Sailors on two U.S. Navy nuclear-powered aircraft carriers have tested positive for coronavirus. Two cases were detected aboard the USS Ronald Reagan which is currently stationed in Japan.

Aboard the USS Theodore Roosevelt, the virus was detected after the nuclear aircraft carrier had visited Vietnam. It was ordered to dock in Guam and have the ship’s personnel tested for the virus. As many as 200 sailors aboard the USS Theodore Roosevelt have now tested positive for COVID-19. That’s roughly three to five percent of the total crew.

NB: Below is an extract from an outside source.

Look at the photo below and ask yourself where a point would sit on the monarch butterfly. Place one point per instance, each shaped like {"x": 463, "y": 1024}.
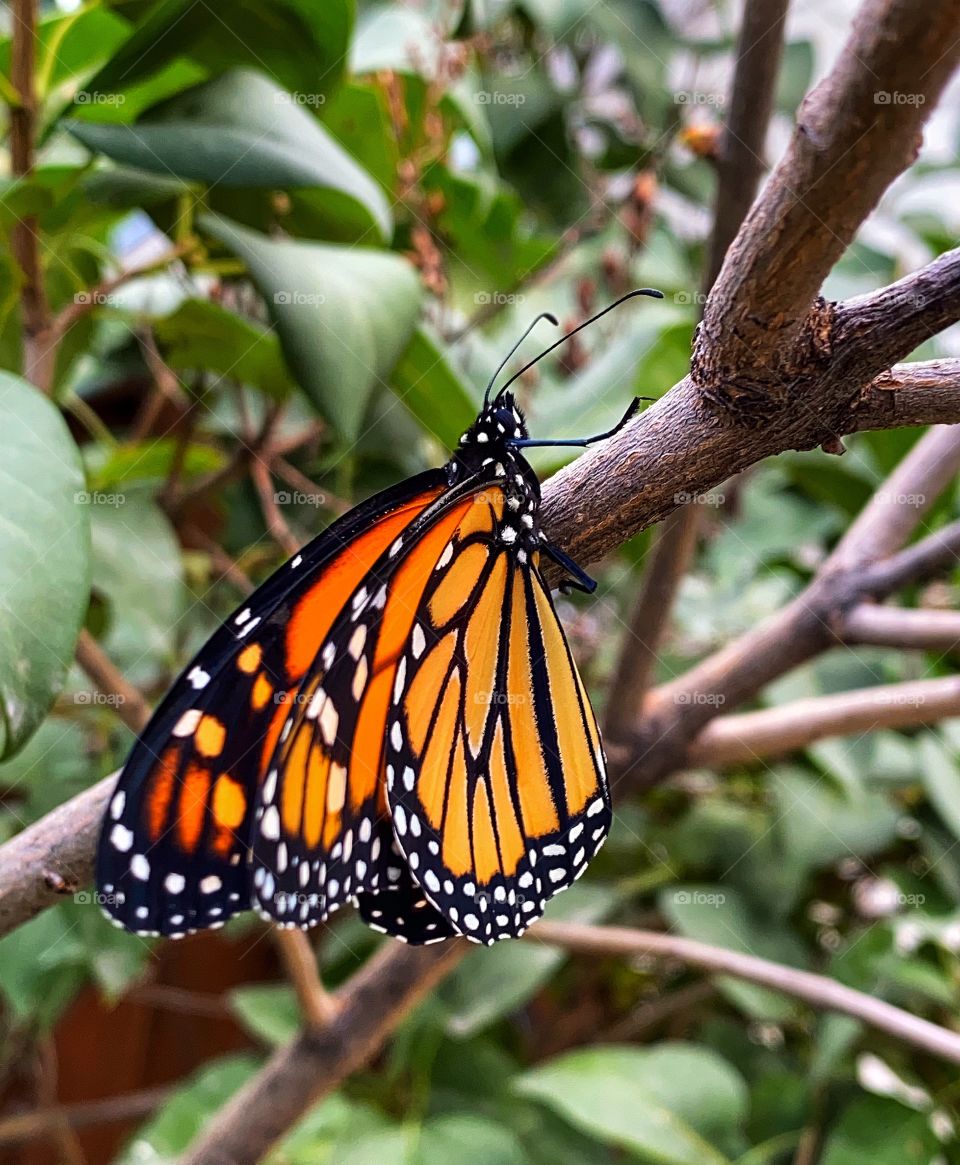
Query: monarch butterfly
{"x": 393, "y": 719}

Captain Brett Crozier, the ship’s captain, wrote to the San Francisco Chronicle in protest. He said that his warship was ill-equipped to quarantine so many sailors. He appealed to his commanding officers to remove the infected sailors instead. Crozier said that “Keeping over 4,000 young men and women on board the TR is an unnecessary risk and breaks faith with those Sailors entrusted to our care.”

On the other hand, it must be asked whether it is practical to completely evacuate a nuclear aircraft carrier with munitions, planes and a nuclear power plant on board.